The most profitable market for this is depression, but our central pain means that stabilizing the messenger molecules of neurogenic pain (regardless of emotional pain) means that we hurt less and function better.

Tricyclics (also good for sleep) and some SSRIs have had results that, statistically, are about as good as Lyrica. The real breakout med for long-term neuro stabilization for pain and dysautonomia is the new mixed-SNRI category, though.

There are also meds in other categories, such as bisphosphonates (again, take care of your liver and kidneys) and a class of heart meds called statins. Low-dose naltrexone and ketamine infusions are other options from the anesthesiology side. They usually require qualified specialty care to try, especially the ketamine.

If pain is localized (say, to a foot or a shoulder), then topical treatments can be terrific. Voltaren and Lidocaine patches are a great help to many. Compounding pharmacies can make up special concoctions tailored to your specific needs, containing any of the meds mentioned in the last few paragraphs.

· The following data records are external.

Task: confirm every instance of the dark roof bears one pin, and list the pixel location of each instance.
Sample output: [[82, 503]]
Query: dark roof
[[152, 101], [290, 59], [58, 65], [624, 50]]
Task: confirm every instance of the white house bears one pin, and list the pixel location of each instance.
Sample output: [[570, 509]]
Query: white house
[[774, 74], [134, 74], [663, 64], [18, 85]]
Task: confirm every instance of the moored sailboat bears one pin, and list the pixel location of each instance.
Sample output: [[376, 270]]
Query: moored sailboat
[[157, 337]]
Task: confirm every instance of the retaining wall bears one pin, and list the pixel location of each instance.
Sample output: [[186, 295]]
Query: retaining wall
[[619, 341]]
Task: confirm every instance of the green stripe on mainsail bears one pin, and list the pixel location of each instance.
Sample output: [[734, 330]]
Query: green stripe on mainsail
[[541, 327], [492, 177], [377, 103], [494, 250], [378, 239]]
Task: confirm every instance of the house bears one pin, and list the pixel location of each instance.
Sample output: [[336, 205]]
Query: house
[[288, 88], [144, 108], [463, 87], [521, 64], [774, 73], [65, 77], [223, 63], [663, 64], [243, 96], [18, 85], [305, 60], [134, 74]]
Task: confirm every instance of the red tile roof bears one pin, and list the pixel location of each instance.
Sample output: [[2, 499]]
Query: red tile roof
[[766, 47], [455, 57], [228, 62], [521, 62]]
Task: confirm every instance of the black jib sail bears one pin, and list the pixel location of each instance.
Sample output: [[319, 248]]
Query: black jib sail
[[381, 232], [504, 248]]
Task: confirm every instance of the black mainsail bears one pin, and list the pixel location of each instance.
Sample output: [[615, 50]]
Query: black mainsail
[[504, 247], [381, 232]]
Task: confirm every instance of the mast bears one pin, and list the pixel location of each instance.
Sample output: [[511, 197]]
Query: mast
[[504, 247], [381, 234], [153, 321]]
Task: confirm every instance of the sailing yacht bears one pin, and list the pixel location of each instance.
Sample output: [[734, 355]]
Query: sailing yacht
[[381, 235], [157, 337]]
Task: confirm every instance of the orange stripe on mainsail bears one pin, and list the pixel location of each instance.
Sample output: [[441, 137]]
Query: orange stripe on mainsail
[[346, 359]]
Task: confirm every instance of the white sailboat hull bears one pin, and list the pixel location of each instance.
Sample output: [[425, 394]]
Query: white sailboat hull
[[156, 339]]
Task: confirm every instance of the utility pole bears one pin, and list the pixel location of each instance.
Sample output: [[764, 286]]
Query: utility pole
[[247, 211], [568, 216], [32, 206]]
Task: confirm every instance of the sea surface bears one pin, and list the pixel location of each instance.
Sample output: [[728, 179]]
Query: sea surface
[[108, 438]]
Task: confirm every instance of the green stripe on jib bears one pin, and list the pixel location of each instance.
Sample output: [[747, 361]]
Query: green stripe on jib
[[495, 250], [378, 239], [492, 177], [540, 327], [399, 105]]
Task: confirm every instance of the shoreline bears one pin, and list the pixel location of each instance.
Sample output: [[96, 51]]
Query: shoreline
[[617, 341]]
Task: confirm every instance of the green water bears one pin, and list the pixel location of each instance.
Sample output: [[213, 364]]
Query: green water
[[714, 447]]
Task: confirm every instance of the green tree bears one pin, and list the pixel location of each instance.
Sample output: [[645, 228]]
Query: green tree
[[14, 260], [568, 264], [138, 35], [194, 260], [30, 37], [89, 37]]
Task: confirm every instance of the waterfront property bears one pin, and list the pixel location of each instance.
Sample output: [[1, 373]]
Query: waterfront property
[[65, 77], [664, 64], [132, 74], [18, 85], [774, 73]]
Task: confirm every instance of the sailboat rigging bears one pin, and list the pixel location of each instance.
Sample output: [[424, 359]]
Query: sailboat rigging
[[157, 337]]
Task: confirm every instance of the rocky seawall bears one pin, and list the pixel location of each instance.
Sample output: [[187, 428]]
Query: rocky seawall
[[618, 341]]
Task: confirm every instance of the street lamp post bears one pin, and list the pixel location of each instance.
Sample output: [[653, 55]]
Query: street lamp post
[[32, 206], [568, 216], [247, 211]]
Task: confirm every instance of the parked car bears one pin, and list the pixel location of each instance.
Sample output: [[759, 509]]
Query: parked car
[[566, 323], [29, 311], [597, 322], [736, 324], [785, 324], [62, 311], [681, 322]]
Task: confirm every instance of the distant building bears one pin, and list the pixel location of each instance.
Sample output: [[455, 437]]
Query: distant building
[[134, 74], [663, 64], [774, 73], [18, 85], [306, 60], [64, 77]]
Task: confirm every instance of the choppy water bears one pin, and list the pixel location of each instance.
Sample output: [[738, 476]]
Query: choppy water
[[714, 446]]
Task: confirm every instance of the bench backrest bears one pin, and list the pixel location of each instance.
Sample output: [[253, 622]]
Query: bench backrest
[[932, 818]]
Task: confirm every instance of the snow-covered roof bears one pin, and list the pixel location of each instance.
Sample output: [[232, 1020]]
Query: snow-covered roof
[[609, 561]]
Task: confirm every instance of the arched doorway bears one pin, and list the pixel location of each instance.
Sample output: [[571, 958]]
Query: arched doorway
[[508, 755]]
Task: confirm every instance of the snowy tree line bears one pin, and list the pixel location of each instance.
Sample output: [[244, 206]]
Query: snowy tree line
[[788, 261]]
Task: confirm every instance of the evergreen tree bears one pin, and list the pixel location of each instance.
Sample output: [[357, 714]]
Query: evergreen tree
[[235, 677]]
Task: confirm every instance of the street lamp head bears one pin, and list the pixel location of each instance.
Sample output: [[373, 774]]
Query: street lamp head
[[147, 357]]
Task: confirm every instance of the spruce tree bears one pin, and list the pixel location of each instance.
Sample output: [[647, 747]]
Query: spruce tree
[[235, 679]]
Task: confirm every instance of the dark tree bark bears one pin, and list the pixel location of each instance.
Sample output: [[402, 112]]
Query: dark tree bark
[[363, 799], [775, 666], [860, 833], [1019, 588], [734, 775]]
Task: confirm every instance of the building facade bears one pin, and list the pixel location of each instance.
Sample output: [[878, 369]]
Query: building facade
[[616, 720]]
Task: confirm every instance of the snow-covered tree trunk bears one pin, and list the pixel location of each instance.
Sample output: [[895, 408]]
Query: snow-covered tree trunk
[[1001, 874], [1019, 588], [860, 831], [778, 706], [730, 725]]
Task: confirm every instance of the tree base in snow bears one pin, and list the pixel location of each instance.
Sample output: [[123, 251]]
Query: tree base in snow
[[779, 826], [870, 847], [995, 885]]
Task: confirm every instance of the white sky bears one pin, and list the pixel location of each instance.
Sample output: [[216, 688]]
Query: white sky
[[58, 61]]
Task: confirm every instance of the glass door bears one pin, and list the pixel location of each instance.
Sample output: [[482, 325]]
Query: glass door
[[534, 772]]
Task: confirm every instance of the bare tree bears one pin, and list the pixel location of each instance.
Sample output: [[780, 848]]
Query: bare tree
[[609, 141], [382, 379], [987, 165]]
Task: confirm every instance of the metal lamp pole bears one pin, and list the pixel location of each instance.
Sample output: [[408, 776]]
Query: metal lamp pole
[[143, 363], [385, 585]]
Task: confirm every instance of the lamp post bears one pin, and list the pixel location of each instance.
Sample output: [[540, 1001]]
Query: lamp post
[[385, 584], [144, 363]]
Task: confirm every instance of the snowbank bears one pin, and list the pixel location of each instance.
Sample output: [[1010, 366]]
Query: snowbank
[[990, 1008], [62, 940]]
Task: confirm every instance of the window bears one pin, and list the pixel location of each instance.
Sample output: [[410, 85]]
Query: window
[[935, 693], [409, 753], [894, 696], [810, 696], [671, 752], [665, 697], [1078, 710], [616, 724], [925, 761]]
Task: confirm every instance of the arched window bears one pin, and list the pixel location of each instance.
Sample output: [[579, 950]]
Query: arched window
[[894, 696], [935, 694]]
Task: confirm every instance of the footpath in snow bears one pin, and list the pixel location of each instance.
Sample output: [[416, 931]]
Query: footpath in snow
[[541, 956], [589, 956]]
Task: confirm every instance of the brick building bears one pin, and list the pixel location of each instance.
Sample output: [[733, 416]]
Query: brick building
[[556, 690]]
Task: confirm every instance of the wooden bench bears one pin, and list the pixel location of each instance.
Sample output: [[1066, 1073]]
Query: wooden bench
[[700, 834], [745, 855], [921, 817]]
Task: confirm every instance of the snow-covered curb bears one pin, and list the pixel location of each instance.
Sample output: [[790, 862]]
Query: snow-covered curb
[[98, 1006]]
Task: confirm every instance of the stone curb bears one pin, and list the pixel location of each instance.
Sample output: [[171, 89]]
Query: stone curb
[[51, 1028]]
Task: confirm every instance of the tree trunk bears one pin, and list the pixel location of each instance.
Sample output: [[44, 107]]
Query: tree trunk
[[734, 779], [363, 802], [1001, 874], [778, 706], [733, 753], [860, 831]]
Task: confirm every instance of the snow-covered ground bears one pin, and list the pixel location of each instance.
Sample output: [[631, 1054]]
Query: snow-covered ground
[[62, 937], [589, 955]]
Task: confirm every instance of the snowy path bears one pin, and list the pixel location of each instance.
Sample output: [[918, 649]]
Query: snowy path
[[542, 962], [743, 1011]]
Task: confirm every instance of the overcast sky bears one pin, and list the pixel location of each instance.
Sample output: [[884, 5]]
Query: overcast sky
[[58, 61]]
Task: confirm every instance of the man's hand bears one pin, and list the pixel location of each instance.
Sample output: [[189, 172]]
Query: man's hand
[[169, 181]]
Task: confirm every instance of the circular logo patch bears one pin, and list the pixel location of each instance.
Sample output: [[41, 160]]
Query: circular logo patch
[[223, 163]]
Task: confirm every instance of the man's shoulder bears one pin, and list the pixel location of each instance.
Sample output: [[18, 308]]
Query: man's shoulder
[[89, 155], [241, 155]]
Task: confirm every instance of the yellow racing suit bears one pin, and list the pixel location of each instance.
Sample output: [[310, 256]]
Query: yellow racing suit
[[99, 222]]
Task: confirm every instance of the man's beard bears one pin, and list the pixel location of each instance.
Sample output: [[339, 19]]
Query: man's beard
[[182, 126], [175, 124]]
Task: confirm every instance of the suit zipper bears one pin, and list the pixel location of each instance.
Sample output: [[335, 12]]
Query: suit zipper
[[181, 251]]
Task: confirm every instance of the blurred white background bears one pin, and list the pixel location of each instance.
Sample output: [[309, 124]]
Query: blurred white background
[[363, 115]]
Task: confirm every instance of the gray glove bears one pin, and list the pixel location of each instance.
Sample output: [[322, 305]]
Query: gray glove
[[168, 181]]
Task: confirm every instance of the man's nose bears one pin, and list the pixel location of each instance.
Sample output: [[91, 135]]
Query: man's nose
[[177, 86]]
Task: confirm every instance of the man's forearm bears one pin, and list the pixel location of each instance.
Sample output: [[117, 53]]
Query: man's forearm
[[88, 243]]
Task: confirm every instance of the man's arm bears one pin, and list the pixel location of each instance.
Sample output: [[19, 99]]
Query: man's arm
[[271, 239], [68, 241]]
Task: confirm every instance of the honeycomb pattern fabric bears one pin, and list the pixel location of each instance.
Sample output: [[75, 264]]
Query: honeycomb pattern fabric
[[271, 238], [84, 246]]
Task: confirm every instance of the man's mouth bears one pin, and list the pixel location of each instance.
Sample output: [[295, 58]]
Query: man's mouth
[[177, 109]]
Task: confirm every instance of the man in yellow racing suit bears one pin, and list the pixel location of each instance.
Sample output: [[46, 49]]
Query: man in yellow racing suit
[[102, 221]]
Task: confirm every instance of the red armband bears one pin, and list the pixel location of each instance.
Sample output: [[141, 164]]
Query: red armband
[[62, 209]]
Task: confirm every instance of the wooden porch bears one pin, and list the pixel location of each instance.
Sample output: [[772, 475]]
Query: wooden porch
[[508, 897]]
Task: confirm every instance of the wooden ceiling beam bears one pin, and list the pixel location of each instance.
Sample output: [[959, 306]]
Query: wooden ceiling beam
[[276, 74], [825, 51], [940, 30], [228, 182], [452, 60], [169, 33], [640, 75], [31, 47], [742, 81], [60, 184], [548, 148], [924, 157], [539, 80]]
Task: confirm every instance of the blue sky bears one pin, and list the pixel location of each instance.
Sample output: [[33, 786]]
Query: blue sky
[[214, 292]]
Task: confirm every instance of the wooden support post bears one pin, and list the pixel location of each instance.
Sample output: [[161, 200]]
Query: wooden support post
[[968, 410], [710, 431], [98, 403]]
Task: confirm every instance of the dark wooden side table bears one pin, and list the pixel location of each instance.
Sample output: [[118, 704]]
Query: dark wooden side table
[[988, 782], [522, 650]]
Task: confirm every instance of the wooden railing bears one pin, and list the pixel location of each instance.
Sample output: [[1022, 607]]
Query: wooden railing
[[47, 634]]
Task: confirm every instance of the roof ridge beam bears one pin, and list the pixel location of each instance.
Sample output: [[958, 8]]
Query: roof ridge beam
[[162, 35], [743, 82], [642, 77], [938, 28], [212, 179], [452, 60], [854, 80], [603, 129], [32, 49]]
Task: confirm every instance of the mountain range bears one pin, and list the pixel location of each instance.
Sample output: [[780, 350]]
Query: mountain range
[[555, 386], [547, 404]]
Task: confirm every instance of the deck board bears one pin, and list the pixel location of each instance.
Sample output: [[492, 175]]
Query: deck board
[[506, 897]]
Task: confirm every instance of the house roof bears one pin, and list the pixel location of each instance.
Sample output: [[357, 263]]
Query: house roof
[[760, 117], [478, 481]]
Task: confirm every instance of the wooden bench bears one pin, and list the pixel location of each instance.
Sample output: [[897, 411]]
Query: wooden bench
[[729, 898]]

I’ve used the word “statistically” a lot here. That’s because scientific method only tells us what the general trend for a group of people is. Statistics mean nothing in the case of the individual. What matters in the clinical setting — that is, what matters in the lives of individual patients — IS the individual. Therefore, the medical science is only a guideline, telling doctors what to start with and where to go from there.

We are all guinea pigs, because the subtle and comprehensive nature of the nervous system, and the way longstanding CRPS and other central pain diseases disrupt it, means that the only way we’ll know what works for us is to try things and see.

Your doc should take a deep breath, take a good look at your whole picture, and work with you to figure out what works for you.

Please be clear that THERE IS A WAY FORWARD. I’m certain of that. It’s just a question of finding the right way for you.

Best wishes and I hope you get a good solution soon!